2. Laura Brown from The Hours by Michael Cunningham
Cunningham’s The Hours tracks the fates of three women, none of whom benefit from their relationships with men. Laura Brown, whose storyline transpires in post-World War II Los Angeles, bears the particularly unenviably fate of having entered a lukewarm marriage. She loves her husband and son, though life as a housewife leaves her with a persistent, existential itch. She mothers when she would rather be reading; she funnels her artistic instinct into the baking of cakes. The novel reveals to her something of her blinkered horizons, but for the most part, she remains unable to articulate her own frustration.
3. Tertius Lydgate/Rosamond Vincy from Middlemarch by George Eliot
The characters in Middlemarch could easily populate this list by themselves, but in the interest of offering you lists the finest quality, we’ll restrict ourselves to discussing only one of the novel’s misbegotten love pairings. After moving to the novel’s titular town, intent on ministering to its citizens and conducting medical research, Doctor Tertius Lydgate marries the gorgeous Rosamond Vincy. Shortly after the marriage, Lydgate realizes that he has not secured for himself a passive domestic partner and Rosamond realizes that she has not secured for herself a husband intent upon upward social mobility. In the ensuing power struggle, Rosamond ultimately proves the more determined, though she winds up exacting irreparable damage on them both in the course of her victory.
4. Charles Bovary from Madame Bovary by Gustave Flaubert
As mentioned by Vladimir Nabokov in his essay on Flaubert’s masterpiece, one of Madame Bovary’s multitudinous ironies lies in the fact that fickle, frustrated Emma Bovary has at her disposal the attentions of a man who adores her: her husband Charles Bovary.
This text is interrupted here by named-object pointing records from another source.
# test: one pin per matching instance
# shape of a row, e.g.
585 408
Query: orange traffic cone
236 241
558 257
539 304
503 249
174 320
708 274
Meek, untalented and unambitious, Charles proves unable to satisfy his wife’s thirsts for status and adventure. He finishes the novel bankrupt, his wife lost to suicide and his energies unable to pay the costs of his ardor.
5. Isabel Archer from Portrait of a Lady by Henry James
The wife oppressed by a boorish husband has grown through repetition into a cliché, but James managed to subject his protagonist to a variation on this theme several times subtler than the norm (and, in the end, of a far greater cruelty). Beautiful, intelligent and, after the novel’s midpoint, rich, Isabel Archer has her choice of mates on two continents, but selects the effete, prickly Gilbert Osmond instead. An aesthete, egoist and mild monster, Osmond makes clear that he values Isabel in the same manner in which he values an oil painting or fresco, and he expects from her a similar level of pliability. Through emotional extortion, Osmond ensures that his bride cleaves to him or else risks the desiccation of her pride.